Self-interest drives locust swarms
Is majority rule, pioneered by the Greeks over two millennia ago, found elsewhere in the animal kingdom? Geese migrate in flocks and great herds of wildebeest cross the African plains. Do dominant individuals within these assemblies decide when to set out and where to go, or is it a case of democratic ‘mob rule’?
‘Behold, tomorrow will I bring the locusts ... they shall cover the face of the Earth and shall eat every tree which groweth for you out of the field’; the 8th plague was visited upon Pharaoh who wouldn’t let Moses and his people go. Like the Mongol army of Genghis Khan, quadrillions of desert locusts went on the rampage.
Desert locusts, giant grasshoppers, live solitary lives as nymphs in the grasslands of North Africa. Occasionally, however, their numbers rise dramatically and food resources become stretched. The insects assemble into armies and, in their adult form, head for fresh pastures. They can travel hundreds of kilometres in a day, stripping the countryside of its vegetation. Hordes cross North Africa, the Middle East and Asia.

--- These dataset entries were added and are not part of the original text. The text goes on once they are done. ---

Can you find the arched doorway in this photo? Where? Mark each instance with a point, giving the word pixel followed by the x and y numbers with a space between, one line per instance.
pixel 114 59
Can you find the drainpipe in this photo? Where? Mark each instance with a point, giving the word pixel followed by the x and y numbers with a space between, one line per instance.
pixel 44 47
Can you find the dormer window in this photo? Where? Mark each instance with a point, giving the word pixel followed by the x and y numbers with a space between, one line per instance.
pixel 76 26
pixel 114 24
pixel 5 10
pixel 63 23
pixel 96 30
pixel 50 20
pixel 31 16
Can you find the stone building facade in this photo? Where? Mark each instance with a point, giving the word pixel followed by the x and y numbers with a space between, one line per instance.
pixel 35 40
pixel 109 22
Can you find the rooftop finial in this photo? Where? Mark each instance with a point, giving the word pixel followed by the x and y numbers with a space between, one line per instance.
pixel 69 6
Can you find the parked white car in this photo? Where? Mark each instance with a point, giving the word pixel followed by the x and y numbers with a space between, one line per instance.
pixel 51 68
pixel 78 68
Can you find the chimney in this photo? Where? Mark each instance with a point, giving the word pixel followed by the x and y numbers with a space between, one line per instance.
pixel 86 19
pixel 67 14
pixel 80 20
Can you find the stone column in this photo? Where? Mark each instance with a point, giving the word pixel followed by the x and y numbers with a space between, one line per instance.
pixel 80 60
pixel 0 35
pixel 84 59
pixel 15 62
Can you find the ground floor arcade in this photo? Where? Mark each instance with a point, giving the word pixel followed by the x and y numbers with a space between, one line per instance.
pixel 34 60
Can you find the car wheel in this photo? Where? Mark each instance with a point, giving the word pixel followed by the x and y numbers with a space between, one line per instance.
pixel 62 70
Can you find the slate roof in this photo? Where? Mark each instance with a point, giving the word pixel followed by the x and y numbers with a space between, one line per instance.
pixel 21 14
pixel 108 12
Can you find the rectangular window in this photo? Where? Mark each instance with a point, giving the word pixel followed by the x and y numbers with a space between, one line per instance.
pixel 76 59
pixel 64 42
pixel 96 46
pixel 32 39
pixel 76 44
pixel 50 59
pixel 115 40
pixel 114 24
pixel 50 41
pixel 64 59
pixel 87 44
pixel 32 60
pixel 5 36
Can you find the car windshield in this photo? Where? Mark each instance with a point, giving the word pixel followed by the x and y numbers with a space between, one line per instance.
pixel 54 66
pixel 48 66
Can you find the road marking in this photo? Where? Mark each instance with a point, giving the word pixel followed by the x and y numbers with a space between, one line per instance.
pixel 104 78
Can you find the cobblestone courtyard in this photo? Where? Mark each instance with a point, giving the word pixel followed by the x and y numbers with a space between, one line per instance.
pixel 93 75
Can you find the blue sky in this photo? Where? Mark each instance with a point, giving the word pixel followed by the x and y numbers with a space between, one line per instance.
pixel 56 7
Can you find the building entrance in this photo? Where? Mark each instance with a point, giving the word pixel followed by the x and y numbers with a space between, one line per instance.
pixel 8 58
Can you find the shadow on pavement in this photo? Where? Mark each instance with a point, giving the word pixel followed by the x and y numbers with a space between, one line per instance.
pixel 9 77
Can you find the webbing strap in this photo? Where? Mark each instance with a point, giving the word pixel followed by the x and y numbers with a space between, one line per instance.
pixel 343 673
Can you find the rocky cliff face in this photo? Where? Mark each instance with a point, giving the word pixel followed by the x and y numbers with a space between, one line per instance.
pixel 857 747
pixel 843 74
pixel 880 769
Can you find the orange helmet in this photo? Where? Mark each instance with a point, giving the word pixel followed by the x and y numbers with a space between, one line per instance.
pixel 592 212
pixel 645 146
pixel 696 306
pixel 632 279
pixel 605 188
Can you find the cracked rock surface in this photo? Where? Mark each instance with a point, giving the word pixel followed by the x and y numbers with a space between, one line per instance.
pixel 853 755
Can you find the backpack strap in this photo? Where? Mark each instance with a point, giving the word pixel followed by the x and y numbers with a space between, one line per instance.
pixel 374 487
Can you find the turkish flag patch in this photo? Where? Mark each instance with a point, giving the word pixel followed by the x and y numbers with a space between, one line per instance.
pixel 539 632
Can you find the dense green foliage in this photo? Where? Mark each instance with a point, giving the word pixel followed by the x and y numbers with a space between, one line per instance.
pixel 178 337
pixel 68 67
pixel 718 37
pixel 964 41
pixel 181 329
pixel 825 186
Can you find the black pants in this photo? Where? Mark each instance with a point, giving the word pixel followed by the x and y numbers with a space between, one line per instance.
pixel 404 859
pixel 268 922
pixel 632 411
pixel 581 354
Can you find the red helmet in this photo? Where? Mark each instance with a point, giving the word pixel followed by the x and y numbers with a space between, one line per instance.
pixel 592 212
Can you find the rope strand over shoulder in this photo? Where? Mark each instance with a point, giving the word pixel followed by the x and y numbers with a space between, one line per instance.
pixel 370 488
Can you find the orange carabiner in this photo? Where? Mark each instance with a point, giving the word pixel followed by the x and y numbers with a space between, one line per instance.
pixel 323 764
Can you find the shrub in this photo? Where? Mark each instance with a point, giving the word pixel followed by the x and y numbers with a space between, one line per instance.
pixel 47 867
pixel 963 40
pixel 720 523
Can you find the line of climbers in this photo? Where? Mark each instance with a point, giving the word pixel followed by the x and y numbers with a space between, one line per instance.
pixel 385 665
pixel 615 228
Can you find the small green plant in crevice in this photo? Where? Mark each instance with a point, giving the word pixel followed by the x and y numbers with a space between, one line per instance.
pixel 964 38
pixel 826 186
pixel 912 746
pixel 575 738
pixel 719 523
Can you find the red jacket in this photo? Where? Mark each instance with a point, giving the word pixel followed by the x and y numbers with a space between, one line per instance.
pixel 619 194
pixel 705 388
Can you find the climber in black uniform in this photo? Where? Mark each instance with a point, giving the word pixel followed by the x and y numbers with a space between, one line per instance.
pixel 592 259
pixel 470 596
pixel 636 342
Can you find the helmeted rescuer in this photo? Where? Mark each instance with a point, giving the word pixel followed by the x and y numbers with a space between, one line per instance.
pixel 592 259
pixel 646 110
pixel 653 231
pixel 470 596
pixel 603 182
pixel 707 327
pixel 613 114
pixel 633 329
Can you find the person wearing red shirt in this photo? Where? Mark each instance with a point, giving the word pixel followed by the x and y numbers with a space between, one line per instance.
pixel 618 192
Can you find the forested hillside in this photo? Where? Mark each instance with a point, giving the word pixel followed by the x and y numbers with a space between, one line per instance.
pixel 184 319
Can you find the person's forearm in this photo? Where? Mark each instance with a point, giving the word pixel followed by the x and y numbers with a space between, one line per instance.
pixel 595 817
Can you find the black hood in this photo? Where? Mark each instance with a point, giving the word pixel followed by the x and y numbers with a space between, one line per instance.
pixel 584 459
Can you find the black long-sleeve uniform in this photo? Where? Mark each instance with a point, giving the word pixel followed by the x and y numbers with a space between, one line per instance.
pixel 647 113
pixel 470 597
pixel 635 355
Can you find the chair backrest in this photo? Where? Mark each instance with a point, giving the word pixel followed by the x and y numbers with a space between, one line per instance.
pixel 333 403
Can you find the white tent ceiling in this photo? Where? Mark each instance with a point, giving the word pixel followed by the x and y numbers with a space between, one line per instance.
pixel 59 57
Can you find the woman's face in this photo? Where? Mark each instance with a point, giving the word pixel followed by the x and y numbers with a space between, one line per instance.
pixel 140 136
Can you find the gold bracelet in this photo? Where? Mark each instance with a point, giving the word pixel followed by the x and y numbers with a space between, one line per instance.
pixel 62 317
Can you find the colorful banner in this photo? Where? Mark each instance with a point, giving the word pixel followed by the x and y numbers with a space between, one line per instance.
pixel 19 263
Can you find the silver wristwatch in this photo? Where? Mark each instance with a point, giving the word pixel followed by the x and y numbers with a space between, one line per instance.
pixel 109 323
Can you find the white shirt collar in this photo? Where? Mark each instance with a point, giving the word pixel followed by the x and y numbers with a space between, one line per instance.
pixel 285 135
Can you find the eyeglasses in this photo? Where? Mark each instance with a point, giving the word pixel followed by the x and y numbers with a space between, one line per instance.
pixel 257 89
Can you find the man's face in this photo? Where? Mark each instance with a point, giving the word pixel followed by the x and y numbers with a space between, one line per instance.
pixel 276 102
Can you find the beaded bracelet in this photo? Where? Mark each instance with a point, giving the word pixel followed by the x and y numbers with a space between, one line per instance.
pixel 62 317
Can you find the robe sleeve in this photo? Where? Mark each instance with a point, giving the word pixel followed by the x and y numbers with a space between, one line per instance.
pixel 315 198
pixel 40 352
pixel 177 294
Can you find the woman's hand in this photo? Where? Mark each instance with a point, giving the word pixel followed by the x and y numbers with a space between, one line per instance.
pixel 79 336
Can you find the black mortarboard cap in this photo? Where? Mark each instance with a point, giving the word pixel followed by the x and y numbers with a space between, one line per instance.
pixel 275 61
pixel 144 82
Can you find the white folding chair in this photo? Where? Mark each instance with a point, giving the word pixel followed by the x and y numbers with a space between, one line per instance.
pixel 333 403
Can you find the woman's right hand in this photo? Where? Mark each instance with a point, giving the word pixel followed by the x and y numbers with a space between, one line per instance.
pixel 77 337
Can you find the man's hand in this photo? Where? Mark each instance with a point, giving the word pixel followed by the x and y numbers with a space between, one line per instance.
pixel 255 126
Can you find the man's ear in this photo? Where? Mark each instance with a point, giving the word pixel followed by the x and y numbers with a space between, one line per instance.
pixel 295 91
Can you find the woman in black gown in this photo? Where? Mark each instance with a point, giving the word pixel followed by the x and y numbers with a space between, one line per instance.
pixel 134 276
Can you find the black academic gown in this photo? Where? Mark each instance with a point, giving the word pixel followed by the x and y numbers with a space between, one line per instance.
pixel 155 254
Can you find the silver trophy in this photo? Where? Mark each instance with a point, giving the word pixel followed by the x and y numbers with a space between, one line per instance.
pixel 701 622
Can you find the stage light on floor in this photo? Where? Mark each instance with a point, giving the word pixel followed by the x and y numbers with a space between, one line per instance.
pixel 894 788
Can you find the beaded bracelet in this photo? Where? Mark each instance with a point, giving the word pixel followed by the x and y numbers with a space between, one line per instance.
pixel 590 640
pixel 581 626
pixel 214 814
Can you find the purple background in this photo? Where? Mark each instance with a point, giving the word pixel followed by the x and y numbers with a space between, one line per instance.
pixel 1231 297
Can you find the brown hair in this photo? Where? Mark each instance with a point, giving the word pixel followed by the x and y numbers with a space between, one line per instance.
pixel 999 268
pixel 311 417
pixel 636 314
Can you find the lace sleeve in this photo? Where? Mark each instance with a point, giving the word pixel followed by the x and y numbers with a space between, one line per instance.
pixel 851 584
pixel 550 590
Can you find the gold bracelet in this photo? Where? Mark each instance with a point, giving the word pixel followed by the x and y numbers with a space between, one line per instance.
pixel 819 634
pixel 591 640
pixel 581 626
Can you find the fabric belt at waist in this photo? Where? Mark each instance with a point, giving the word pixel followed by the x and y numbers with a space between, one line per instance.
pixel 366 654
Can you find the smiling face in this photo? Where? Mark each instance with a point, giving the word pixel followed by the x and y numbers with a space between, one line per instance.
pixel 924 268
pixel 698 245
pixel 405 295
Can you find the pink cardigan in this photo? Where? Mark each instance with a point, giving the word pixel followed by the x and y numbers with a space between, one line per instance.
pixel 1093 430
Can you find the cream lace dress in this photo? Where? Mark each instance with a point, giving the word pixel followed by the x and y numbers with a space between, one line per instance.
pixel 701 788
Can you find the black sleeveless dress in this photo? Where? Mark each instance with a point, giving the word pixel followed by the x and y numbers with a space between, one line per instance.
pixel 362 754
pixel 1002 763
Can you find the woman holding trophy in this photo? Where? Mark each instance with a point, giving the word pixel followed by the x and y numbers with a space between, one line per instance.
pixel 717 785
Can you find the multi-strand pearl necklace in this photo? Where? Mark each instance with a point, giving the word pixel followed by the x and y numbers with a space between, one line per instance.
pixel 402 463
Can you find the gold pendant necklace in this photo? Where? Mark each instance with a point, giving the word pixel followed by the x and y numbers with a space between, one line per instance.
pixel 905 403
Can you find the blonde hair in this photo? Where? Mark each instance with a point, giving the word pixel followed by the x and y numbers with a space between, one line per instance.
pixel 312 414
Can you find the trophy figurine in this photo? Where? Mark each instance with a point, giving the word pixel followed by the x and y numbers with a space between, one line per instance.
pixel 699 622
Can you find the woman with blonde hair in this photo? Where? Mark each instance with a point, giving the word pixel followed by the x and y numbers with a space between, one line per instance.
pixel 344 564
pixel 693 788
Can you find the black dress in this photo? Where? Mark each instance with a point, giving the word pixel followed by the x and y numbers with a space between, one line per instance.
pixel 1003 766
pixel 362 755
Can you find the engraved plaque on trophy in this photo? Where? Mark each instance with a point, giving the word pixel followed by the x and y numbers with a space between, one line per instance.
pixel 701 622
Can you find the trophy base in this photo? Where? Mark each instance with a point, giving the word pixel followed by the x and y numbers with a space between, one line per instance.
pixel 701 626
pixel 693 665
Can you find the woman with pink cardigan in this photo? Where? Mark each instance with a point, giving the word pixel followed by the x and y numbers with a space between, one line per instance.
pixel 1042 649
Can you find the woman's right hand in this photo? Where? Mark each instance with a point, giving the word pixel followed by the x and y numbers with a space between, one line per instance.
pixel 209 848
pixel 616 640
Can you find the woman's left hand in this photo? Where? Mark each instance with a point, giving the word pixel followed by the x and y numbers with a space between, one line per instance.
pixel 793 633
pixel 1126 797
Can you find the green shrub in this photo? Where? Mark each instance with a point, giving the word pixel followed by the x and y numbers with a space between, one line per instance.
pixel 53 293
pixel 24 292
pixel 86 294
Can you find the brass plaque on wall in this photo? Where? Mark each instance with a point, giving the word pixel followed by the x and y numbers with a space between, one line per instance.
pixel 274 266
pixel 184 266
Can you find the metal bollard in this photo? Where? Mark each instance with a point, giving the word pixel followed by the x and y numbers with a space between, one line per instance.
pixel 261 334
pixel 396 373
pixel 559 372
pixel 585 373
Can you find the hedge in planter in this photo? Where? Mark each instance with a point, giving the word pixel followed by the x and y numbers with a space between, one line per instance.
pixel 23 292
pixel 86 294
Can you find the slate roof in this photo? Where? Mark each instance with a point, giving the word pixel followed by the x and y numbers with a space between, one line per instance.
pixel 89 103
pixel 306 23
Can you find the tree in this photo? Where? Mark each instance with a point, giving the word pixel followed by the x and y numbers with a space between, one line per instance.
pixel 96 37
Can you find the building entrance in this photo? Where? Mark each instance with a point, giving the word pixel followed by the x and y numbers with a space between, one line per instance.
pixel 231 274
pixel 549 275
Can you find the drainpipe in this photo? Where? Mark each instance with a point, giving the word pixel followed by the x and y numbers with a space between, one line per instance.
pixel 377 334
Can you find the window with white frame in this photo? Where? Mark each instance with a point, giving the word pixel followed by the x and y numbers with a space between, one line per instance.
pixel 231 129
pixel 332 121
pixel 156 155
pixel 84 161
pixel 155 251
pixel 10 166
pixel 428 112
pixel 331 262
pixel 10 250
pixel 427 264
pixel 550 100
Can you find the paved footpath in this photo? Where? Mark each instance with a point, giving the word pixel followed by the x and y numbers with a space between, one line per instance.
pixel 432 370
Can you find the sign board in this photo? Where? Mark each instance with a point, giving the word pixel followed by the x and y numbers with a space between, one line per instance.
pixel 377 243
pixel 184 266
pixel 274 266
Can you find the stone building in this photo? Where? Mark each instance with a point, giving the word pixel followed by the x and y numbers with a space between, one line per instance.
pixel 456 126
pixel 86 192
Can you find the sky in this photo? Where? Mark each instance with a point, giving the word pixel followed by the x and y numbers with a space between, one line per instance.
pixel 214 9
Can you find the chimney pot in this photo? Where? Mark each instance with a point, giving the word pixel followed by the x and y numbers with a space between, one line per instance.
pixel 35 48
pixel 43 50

Peter Miller, in his book Smart Swarm , describes how they descended on Nouakchott, the capital of Mauritania, in 2004. Whole trees bent under their weight and the city was stripped of its greenery. “The flower gardens at the presidential palace were all gone and the city’s main soccer pitch was chewed to pieces”.
Ant and bee colonies swarm but their members are so closely related they almost constitute a single organism. Locusts seem to swarm by common consensus. But is this really a democratic process, an action taken ‘for the common good’, or is each insect pursuing its own interests? From Disorder to Order in Marching Locusts is the oracular title of a 2006 paper by scientist J. Buhl and colleagues. They argue that, as the density of locusts increases in an area, a point is reached where “a rapid transition occurs from disordered movement of individuals within the group to highly aligned collective motion”.
One of Buhl’s co-authors, Steve Simpson, experimented with captive locusts to find what stimulated such a radical change. Neither the sight of other locusts nor the smells exuded by them, he found, have much effect on behaviour. However, a locust responds dramatically when another one bumps into it, so Simpson began touching locusts on various parts of their bodies with a tiny brush. This led to an extraordinary discovery.
A locust is indifferent to contact with most parts of its body but, when its hind legs are touched, it immediately becomes sociable. Physical contact with a leg seems to tell it that the environment is becoming crowded. The solitary animals suddenly become gregarious.
The insect equivalent of a nuclear chain reaction commences; locusts form closely knit groups which merge into each other until a vast swarming flock is created. But is the swarm democratic? Simpson kept locusts in a circular racetrack-like container. In their pre-flight stage, they marched endlessly around the circuit. Then, one morning, a researcher noticed that there was one fewer insect. Locusts are vegetarians so where had the missing one gone? Individuals were being eaten by their peers. The locusts at the head of the marching column were fleeing for their lives, those behind them being driven by the prospect of a meal. Contact with the sensitive hind legs drove the creatures relentlessly onwards. Unlike assemblies of ants bees and termites, those of locusts appear to be based, not on notions of the common good but on self-interest, bullying and terror. Their democracy, like many human ones, is more apparent than real.